PROTEINURIA, HEMATURIA, AND SERUM CREATININE CORRELATE WITH THE PATHOLOGICAL SEVERITY INDEX IN PATIENTS WITH GLOMERULONEPHRITIS (LONGITUDINAL STUDY: DEVELOPMENT OF A CLINICAL-PATHOLOGICAL SCORING SYSTEM IN GLOMERULONEPHRITIS PATIENTS)

The incidence of Chronic Kidney Disease (CKD) is rising annually, both in Indonesia and globally. The incidence is not only rising but is also associated with morbidity, mortality, and chronic complications. The current classification of chronic kidney disease (CKD) is determined not only by estimated glomerular filtration rate (eGFR) but also considers the level of albuminuria and its etiology. The etiology of chronic kidney disease (CKD), frequently undiagnosed and associated with a poor prognosis, is glomerulonephritis (GN). The diagnosis of GN requires confirmation through biopsy, evaluating both morphological and immune activity characteristics. Additional prognostic evaluation necessitates scoring, which is applicable solely to specific types of glomerulonephritis (GN). The correlation between the levels of activity and chronicity in the glomeruli, tubules, and interstitium, alongside various pertinent routine clinical markers like proteinuria and hematuria, remains controversial. Consequently, it is essential to undertake additional research to establish a scoring system applicable to all GN spectrums and its correlation with these standard clinical markers. The purpose of this study was to determine the relationship between the pathological severity index (PSI) score and proteinuria, hematuria, and SC in GN patients.

We conducted a longitudinal observational study from 2016 to 2024 at RSUP Prof. Dr. I.G.N.G. Ngoerah. We included patients aged 12–65 years who underwent native-kidney biopsy with ≥4 glomeruli; we excluded cases with incomplete records, diabetes mellitus, or allograft biopsies. Proteinuria was assessed semi-quantitatively by urine dipstick and hematuria by urine-sediment red blood cell counts; pre-biopsy values were analyzed. The PSI was a semi-quantitative histopathological score summing four compartmental indices—glomerular, tubular, interstitial, and vascular—each comprising abnormality, activity, severity, and distribution sub-scores where applicable. In brief, glomerular severity was graded 0–3 (0 normal; 1 cellular crescent; 2 fibrocellular crescent; 3 fibrous crescent/fibrosis/sclerosis) and distribution 0–2 (0 normal; 1 focal; 2 diffuse). Tubular abnormalities (0/1), activity (0–2, from early injury to atrophy), and distribution (0–2) were recorded; interstitial abnormalities (0/1), activity (0–3, from cellular infiltration to fibrosis), and distribution (0–2) were recorded; vascular abnormalities (0/1) and activity (0–2, from endothelial injury to fibrosis/sclerosis) were recorded. We used descriptive statistics, the one-sample Kolmogorov–Smirnov test for normality, Pearson/Spearman correlations, and multivariable linear regression (backward selection); significance was set at p<0.05. Analyses were performed in IBM SPSS for Mac version 29.

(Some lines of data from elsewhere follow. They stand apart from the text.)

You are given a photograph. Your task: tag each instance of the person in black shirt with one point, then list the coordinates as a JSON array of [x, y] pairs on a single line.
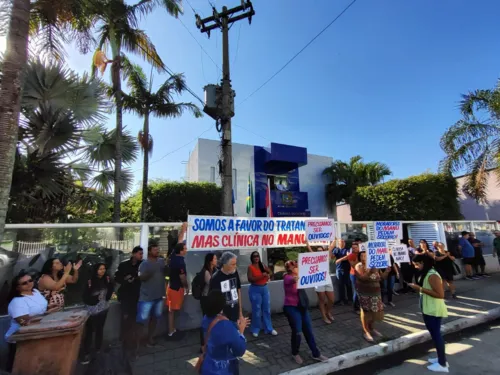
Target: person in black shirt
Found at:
[[177, 286], [128, 293], [228, 282]]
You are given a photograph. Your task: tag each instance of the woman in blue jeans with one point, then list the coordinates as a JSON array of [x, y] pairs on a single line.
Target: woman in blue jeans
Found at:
[[430, 287], [295, 309], [258, 276]]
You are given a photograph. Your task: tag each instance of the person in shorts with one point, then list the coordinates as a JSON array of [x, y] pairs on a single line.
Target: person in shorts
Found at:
[[177, 286], [468, 255], [150, 306], [325, 292]]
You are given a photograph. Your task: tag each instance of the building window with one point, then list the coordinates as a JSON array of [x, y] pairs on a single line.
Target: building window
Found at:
[[235, 184], [212, 174]]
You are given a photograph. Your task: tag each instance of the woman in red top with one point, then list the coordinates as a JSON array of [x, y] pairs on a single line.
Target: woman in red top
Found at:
[[258, 276]]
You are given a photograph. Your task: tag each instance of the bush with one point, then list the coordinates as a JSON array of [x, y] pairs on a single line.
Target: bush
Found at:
[[171, 201], [424, 197]]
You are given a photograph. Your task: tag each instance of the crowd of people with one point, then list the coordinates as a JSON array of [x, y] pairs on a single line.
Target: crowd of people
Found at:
[[144, 294]]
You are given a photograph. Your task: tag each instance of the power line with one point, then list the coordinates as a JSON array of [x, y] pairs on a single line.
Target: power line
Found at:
[[298, 53], [203, 49], [177, 149]]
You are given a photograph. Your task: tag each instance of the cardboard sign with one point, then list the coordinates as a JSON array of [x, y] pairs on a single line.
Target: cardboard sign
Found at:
[[313, 269], [377, 255], [388, 230], [320, 231], [229, 232], [400, 254]]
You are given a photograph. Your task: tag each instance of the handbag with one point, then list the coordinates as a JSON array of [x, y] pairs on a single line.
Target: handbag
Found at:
[[201, 358]]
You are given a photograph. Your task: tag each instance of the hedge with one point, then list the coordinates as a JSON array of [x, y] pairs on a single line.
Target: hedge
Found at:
[[171, 201], [424, 197]]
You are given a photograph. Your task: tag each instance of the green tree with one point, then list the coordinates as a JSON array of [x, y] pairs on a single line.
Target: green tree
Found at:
[[346, 177], [117, 25], [472, 144], [145, 103], [64, 157]]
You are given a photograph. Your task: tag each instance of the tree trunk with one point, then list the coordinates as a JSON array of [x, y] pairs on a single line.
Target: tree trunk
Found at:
[[13, 66], [117, 88], [145, 170]]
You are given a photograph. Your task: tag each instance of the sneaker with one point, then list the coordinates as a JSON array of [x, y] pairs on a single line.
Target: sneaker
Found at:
[[321, 358], [436, 360], [436, 367], [85, 360]]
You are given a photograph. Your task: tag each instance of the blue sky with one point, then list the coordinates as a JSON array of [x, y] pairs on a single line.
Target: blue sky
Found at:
[[382, 82]]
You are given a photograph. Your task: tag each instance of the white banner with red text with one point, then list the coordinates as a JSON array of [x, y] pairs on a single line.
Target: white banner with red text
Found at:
[[227, 232]]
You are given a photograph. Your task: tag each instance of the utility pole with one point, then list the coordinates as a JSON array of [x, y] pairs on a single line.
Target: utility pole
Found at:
[[223, 111]]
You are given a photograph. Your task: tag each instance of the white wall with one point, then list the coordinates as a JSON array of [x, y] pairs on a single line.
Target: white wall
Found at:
[[312, 181], [206, 155]]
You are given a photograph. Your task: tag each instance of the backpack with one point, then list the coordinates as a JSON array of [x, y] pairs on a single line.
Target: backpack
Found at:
[[198, 284]]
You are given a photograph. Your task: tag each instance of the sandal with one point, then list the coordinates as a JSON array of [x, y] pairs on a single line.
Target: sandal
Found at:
[[368, 337]]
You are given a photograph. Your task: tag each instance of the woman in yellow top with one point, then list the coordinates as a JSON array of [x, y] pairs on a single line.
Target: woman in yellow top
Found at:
[[431, 290]]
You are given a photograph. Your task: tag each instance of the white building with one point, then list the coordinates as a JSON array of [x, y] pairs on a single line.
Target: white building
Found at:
[[297, 183]]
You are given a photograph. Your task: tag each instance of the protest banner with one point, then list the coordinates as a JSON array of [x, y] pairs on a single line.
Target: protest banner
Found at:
[[320, 231], [400, 254], [388, 230], [377, 255], [229, 232], [313, 269]]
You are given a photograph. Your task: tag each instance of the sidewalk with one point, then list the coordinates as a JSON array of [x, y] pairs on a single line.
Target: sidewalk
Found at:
[[271, 355]]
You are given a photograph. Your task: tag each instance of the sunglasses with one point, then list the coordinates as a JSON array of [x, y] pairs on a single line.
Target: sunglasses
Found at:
[[26, 282]]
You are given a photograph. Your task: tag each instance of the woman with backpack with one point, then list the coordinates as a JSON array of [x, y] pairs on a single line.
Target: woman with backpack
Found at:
[[96, 296], [201, 283]]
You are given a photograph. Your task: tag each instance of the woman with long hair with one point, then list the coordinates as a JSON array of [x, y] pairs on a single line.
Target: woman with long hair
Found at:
[[259, 275], [208, 269], [53, 280], [325, 294], [430, 287], [370, 297], [296, 310], [444, 266], [96, 296], [26, 304]]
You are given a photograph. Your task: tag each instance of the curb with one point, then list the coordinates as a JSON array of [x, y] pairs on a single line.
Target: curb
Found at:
[[361, 356]]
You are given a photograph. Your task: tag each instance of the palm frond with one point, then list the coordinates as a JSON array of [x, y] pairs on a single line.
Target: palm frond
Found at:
[[136, 41]]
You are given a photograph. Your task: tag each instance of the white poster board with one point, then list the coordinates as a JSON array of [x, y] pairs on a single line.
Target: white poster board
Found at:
[[388, 230], [313, 269], [320, 231]]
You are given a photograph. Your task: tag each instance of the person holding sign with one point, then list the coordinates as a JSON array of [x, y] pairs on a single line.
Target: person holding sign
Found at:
[[258, 275], [369, 294], [228, 282], [430, 287], [295, 308], [325, 294]]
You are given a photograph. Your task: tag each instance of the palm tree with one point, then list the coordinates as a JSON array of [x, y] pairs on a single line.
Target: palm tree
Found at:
[[63, 157], [472, 144], [160, 104], [117, 27], [347, 177]]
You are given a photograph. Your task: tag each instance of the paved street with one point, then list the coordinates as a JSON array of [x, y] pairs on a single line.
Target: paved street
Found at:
[[271, 355], [476, 354]]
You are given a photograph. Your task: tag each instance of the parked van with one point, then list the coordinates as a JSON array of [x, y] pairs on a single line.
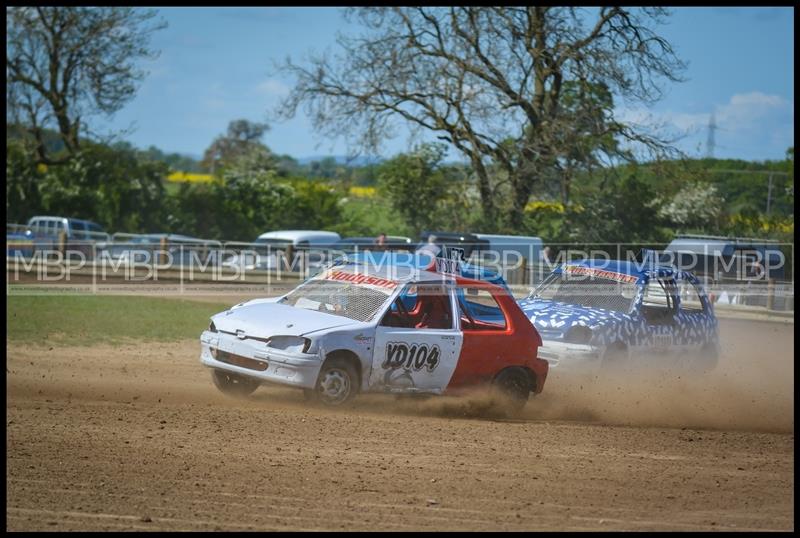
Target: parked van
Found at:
[[511, 247], [714, 257], [286, 242], [44, 233]]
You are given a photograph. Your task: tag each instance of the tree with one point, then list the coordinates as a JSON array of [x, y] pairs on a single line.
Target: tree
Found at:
[[243, 139], [490, 81], [415, 186], [65, 64]]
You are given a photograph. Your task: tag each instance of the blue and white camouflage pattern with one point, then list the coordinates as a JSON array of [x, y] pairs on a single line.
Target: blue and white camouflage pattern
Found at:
[[695, 329]]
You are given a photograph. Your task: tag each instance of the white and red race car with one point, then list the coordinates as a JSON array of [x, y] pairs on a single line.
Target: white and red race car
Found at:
[[353, 328]]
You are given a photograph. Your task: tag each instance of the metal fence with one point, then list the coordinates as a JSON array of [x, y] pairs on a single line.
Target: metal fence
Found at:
[[205, 258]]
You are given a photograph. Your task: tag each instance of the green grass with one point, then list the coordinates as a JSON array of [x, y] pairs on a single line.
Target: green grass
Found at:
[[84, 320]]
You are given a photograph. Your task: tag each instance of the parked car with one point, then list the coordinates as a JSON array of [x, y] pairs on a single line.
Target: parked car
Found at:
[[140, 248], [43, 233], [603, 313], [351, 329], [263, 252], [360, 244]]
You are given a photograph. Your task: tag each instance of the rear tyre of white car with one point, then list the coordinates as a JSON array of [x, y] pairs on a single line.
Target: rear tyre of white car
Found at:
[[232, 384], [512, 388], [337, 383], [615, 357]]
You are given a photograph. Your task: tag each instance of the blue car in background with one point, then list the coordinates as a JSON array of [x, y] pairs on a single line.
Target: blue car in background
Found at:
[[602, 312]]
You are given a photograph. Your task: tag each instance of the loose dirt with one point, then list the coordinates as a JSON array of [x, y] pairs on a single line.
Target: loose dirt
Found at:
[[136, 437]]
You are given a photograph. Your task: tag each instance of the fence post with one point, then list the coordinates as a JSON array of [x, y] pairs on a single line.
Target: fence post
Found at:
[[524, 269], [62, 243], [770, 293], [162, 248]]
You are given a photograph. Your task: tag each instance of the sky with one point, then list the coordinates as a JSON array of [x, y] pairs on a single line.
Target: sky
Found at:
[[218, 64]]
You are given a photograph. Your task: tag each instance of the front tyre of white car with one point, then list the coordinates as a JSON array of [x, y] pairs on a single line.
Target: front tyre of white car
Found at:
[[232, 384], [337, 383]]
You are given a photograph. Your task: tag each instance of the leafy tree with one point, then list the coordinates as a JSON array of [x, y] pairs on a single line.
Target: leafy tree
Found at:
[[499, 84], [242, 140], [416, 186], [65, 64], [695, 206], [109, 185]]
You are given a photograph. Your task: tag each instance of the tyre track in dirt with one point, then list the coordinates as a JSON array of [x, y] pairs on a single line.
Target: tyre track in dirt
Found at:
[[135, 437]]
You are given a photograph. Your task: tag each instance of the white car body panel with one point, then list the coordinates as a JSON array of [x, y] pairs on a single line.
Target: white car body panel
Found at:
[[246, 329]]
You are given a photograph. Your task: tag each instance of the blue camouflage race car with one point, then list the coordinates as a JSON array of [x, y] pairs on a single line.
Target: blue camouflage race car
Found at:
[[602, 313]]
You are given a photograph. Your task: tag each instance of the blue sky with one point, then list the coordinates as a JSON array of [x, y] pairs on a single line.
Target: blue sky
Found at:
[[216, 65]]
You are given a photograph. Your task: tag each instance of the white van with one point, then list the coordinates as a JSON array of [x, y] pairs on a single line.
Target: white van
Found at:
[[511, 247], [289, 242]]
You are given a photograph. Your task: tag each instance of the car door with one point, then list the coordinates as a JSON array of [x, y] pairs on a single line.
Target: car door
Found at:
[[659, 312], [417, 349], [696, 326]]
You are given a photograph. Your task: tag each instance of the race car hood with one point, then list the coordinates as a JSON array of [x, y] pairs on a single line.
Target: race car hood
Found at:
[[548, 316], [263, 320]]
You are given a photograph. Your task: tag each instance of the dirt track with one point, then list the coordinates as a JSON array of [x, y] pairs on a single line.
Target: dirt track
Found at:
[[136, 437]]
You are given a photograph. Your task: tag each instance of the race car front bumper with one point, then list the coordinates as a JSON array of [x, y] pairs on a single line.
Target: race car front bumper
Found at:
[[255, 360], [564, 355]]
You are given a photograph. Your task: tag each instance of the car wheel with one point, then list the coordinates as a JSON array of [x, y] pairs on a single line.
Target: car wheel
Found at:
[[232, 384], [337, 383], [709, 356], [615, 356], [513, 387]]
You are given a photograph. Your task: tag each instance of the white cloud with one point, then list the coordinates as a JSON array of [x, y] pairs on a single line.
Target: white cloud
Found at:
[[748, 111]]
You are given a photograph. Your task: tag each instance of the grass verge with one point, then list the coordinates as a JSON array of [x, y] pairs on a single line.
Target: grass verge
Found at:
[[83, 320]]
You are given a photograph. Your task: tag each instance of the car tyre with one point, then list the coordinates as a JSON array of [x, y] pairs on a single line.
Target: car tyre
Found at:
[[233, 384], [615, 356], [709, 356], [337, 383], [513, 387]]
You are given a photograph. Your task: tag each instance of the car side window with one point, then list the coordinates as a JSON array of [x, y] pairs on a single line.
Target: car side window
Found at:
[[420, 306], [658, 301], [479, 310], [690, 297]]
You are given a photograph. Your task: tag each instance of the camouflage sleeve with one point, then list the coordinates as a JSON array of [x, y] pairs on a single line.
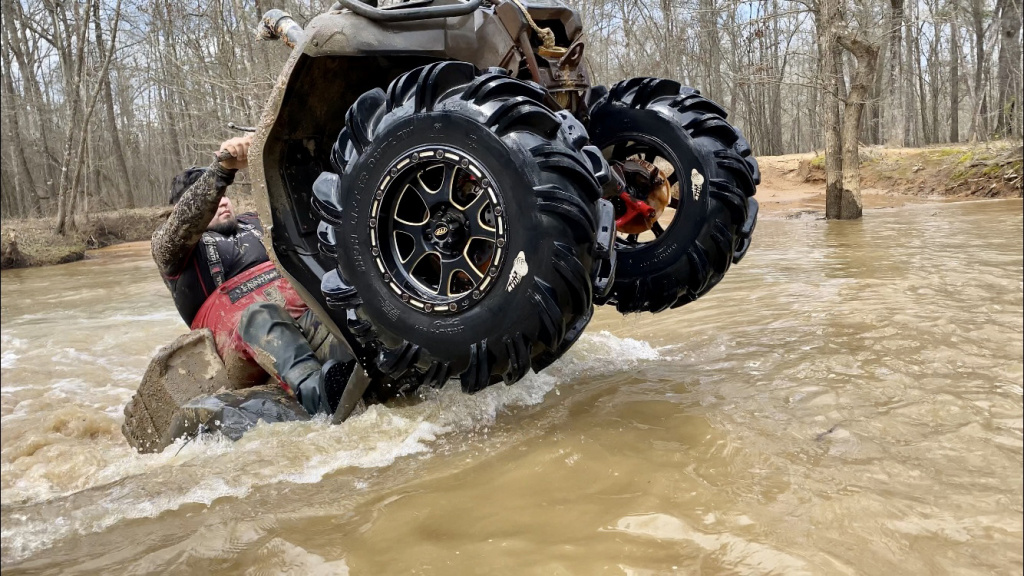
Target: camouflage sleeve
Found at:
[[174, 241]]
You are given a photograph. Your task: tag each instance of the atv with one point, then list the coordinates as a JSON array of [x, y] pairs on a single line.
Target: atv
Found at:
[[450, 194]]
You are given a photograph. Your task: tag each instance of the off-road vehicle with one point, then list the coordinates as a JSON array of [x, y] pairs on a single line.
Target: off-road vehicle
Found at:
[[451, 195]]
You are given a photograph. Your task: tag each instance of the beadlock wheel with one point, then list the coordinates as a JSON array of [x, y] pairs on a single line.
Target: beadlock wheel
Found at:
[[463, 214], [438, 230]]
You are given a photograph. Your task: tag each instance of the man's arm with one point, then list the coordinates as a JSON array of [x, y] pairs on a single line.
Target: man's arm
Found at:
[[177, 237]]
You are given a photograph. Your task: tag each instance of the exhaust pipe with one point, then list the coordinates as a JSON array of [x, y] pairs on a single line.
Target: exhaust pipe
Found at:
[[279, 24]]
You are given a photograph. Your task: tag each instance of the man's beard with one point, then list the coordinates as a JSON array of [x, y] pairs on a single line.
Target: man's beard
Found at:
[[226, 228]]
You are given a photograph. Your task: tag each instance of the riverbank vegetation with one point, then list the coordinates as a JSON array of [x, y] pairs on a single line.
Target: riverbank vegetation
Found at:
[[791, 183], [103, 100]]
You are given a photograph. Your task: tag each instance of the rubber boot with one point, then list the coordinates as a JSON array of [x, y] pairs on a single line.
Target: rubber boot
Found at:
[[321, 392]]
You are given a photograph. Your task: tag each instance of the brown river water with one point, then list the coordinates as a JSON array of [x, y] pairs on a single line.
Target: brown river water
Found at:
[[848, 401]]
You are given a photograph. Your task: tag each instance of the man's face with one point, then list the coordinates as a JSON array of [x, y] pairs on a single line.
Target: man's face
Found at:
[[223, 221]]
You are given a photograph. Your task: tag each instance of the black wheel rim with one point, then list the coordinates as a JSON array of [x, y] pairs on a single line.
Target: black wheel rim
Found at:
[[437, 230], [628, 147]]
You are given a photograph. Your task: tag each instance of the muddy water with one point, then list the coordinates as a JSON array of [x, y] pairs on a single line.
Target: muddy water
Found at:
[[848, 401]]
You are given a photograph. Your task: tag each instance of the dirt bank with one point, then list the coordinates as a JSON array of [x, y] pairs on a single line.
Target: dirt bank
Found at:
[[33, 242], [893, 177], [792, 183]]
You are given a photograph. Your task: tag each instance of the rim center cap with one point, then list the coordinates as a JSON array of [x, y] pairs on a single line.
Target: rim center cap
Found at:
[[441, 231], [446, 231]]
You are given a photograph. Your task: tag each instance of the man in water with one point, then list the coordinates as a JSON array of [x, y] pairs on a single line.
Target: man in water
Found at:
[[218, 272]]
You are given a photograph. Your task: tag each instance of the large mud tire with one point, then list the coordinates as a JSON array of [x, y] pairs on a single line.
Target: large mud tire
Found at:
[[540, 295], [712, 229]]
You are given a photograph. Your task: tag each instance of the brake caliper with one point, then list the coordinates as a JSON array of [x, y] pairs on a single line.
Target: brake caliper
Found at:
[[641, 195]]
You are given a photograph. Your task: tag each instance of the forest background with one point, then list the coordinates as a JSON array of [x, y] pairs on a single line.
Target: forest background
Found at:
[[103, 100]]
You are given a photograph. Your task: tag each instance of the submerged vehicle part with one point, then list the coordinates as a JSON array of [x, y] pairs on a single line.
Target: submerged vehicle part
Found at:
[[441, 184]]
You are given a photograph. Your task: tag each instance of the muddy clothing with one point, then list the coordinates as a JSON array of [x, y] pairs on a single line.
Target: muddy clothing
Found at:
[[216, 258], [226, 283], [193, 260]]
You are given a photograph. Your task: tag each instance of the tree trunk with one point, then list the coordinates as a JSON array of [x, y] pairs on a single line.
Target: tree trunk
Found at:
[[867, 57], [827, 18], [1008, 76], [75, 73], [25, 184], [895, 122], [121, 167], [954, 79], [979, 121]]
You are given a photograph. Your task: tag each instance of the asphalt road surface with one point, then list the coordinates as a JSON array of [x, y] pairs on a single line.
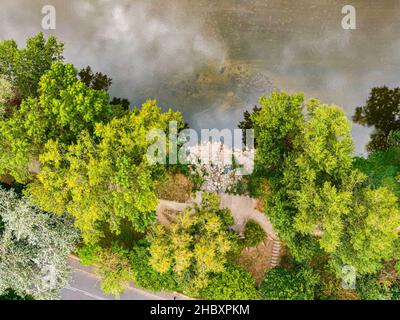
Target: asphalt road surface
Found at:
[[84, 285]]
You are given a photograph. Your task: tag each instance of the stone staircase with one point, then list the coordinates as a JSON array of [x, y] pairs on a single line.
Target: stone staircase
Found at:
[[276, 253]]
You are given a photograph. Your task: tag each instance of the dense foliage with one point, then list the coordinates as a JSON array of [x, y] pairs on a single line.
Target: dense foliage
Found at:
[[196, 244], [319, 202], [34, 248], [234, 283], [254, 234], [103, 179], [281, 284]]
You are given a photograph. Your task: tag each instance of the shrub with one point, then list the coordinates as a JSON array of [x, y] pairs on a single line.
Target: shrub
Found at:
[[234, 283], [369, 288], [254, 234], [114, 269], [88, 254], [145, 276], [281, 284], [175, 187]]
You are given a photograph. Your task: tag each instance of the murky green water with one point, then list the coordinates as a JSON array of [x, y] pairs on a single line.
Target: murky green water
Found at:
[[212, 59]]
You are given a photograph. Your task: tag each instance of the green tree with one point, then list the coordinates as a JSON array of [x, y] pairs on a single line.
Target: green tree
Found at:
[[34, 248], [319, 203], [24, 67], [64, 108], [254, 234], [7, 96], [382, 110], [96, 81], [197, 244], [114, 269], [247, 123], [104, 180], [281, 284], [234, 283]]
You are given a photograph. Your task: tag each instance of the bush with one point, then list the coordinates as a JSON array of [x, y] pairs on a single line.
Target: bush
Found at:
[[145, 276], [114, 269], [254, 234], [281, 284], [176, 187], [395, 292], [234, 283], [10, 294], [369, 288], [88, 254]]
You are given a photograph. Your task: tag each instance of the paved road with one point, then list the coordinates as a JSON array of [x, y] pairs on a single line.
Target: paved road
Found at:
[[86, 286]]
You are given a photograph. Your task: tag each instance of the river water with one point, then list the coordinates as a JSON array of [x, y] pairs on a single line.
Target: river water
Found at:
[[213, 59]]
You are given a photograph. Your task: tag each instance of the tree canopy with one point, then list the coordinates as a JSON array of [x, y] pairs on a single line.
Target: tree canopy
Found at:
[[24, 67], [104, 179], [320, 203], [382, 110], [197, 244]]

We included 150 participants (mean age 28.37±12.22 years). Biopsy cores contained a mean of 20.29±10.58 glomeruli. Post-biopsy diagnoses were lupus nephritis (n=58), focal segmental glomerulosclerosis (FSGS; 19.3%, n=29), IgA nephropathy (11.3%, n=17), minimal change disease (10.7%, n=16), membranoproliferative GN (MPGN; 6.7%, n=10), membranous nephropathy (2.7%, n=4), and other diagnoses (3%). The mean PSI was 10.13±4.56 (glomerular index 4.49±2.32; tubular 2.90±1.56; interstitial 2.36±1.78; vascular 0.41±0.88). PSI correlated positively with proteinuria (r=0.299; p<0.01), PCR (r=0.204; p=0.038), hematuria (r=0.168; p=0.04), and SC (r=0.255; p=0.002). In multivariable analysis (backward model), only proteinuria and SC independently predicted PSI (PSI = 7.57 + 0.845×[proteinuria—urinalysis] + 0.471×SC), with adjusted R²=0.116 (p<0.01).

Among patients with GN, higher PSI scores were associated with greater proteinuria, hematuria, and higher SC.